The leaps are inventive, but never estranged. The mention of the ancient Central Mexican language Nahutl fits in with the linguistic notion of the dissolving tower, just as one meditation on the name of the ocotillo plant, coachwhip, fraternizes with a more literal presence of coachwhip. The memory of his mother serves as a lynchpin for the poem’s fascination with its own linguistic identity. Som can write with such perfect symmetry it almost feels too easy, as when closing this poem he concludes,
like the wet footprints of my mother—
small, dark birds the heat will gather
from flagstone steps, while past the fence
and root-tethered, these harps of rebar
pizzicato, play out two kinds of forgetting:
one consumed by desire, one released from it.
Som, when faced with linear storytelling, capably delivers from good and trained faculties. Where he fails, and it isn’t failure per se, is when the narrative thread is removed and we are left with boneless animal protein instead of his meat-hooked steers. The poem, “Sugimoto,” a series of short lyric poems based on the series Seascapes by Japanese photographer Hiroshi Sugimoto, suffers a lack of clarity rare to the emotional strength and self-certitude of so many poems in Babel’s Moon. The atmospheric nature evoked by Sugimoto’s art tends to adumbrate the verse’s lyric prowess, a common risk involved in ekphrastic exercises. Take the fourth poem in the series (all of which stand untitled):
Underground disorients us
From above which explains why
We’ve forgotten so much of heaven.
A subway car sounds like you
Searching the silverware
For a tablespoon, while tunnels turn
The windows of a train to mirrors
Because the opaque, in its refusing
Of the light, affords us reflection.
The first three lines, when parsed, don’t really mean much, though they do their share of emoting. We are in a kind of seascape for much of these poems, and here, in an effort to vary the settings, we encounter modernity in a way that should be a point of intrigue, but simply isn’t, however taken we are by a train sounding like the ghostly clatter of silverware.
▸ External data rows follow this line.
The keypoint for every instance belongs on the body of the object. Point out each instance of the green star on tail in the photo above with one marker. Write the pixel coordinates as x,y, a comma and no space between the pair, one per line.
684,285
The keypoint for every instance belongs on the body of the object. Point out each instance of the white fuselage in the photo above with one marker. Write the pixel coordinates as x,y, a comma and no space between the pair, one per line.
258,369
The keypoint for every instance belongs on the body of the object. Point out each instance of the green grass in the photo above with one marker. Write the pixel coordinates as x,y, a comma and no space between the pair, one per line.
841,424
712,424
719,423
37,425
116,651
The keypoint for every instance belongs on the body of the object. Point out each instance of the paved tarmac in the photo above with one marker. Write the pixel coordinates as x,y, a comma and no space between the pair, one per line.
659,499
Certain assertions intermixed with abstraction are particularly irksome after so much concrete storytelling, as above with his mysterious knowledge of heaven and later, when Som declares, “Awe occurs / When we can’t measure certain / Distances.” The confidence in expression becomes difficult to accept amid these inchoate glimpses into the scene.
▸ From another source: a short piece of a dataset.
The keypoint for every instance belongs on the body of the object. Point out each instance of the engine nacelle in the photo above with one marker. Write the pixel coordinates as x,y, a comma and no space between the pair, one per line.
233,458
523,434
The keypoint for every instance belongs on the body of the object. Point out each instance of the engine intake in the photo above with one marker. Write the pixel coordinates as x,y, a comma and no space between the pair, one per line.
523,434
Though this nine-part section falls flat, the remaining poems redeem much of the above criticism. The poem, “My Grandfather in the Lemon Orchard,” is rich with Som’s signature interest in language, using the natural world again to finger along the seams of a Stevensian darkness. You’ll recall in “Ocotillo” this movement of the trees suturing the sky; and again this image returns in this five-part poem when it says in the second section “When he kisses her in the lemon orchard / the stars come out to stitch a wound.”
The sky so preoccupies Som that in his aphoristic efforts to moralize it, one can’t
help but appreciate his simultaneous participation in the Poet’s classic trope, a ritual even. In context to his Chinese background, this makes perfect sense. We are asked to meditate on a nature that is quickly becoming a memory. The objective correlative on longing and desire is clearest when Som has complete control over that emotional intelligence, with lines like “this ladder, this man, a robin alight / with grub unlaced in its mouth” (“My Grandfather in the Lemon Orchard”) and “The sky will go away despite the trees thrashing and the smoke giving chase from the chimneys” (“Noche Buena”). The chapbook ends again on a lunary note, the emotional complexity conveyed yet again through an Audubon-like catalogue of birds, and it is in this moment where we understand a ritual has been performed. In Som’s lush nature, the hole in the tree fills with mud even before Som can conclude, “The blood-colored leaf, once over the heart, was thought to increase circulation. Ingested, it was believed to reduce fever. You might, however, place it in the pages of a breviary beside a favorite psalm.” Som, in his selective silence, has pushed his darkness into his objects and animals, leaving the reader with mischief and pleasure in a dwindling nature. Som is ready for the world to see further into his wilderness, if chapbooks are any reflection of great collections to come.